The authors evaluate two DCI agent implementations, a lightweight version and a stronger one, across multiple benchmarks including agentic search, knowledge-intensive QA, and IR ranking. Results show that both DCI agents achieve strong performance, with the stronger version outperforming retrieval-based baselines and the lightweight version offering a cost-efficient alternative. The lightweight agent achieves high accuracy at low cost, while the stronger agent demonstrates superior performance despite higher resource usage. DCI-Agent-CC achieves the highest accuracy among all evaluated agents, outperforming retrieval-based baselines and other strong models. DCI-Agent-Lite delivers strong accuracy at significantly lower cost, positioning it as a cost-efficient alternative. The lightweight DCI implementation achieves high performance with minimal tool usage, demonstrating effectiveness under strict budget constraints.
The authors compare DCI-Agent-Lite, a minimal terminal-based agent, with retrieval agents using conventional methods.
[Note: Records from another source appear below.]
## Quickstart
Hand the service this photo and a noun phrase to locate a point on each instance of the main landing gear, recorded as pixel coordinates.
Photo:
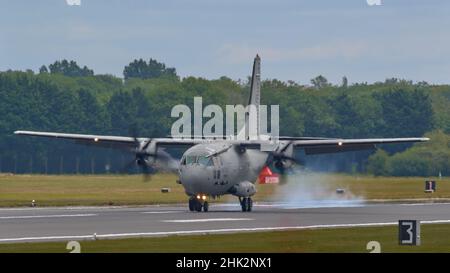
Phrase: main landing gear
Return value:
(246, 204)
(198, 203)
DCI-Agent-Lite achieves higher accuracy and better localization while using more tools and incurring higher cost, indicating a trade-off between precision and efficiency. The results suggest that direct interaction with the corpus enables more effective evidence retrieval and reasoning compared to traditional retrieval approaches. DCI-Agent-Lite outperforms retrieval agents in accuracy and localization despite using more tools and higher cost. Direct interaction with the corpus leads to better evidence localization and higher accuracy compared to retrieval-based methods. The trade-off between tool usage and performance highlights the effectiveness of DCI in fine-grained evidence composition and verification.
The evaluation compares DCI agents against retrieval-based baselines across multiple knowledge-intensive QA, search, and information retrieval benchmarks, while also validating different context management strategies. Results indicate that direct corpus interaction enables superior evidence localization and reasoning, with the full DCI variant consistently achieving the highest accuracy and the lightweight variant delivering a highly competitive, cost-efficient alternative. The context policy experiments validate that moderate truncation and compaction without summarization optimally balance information retention with sustained multi-step reasoning. Overall, the findings establish that selective context handling and direct interaction outperform traditional retrieval methods in both precision and efficiency.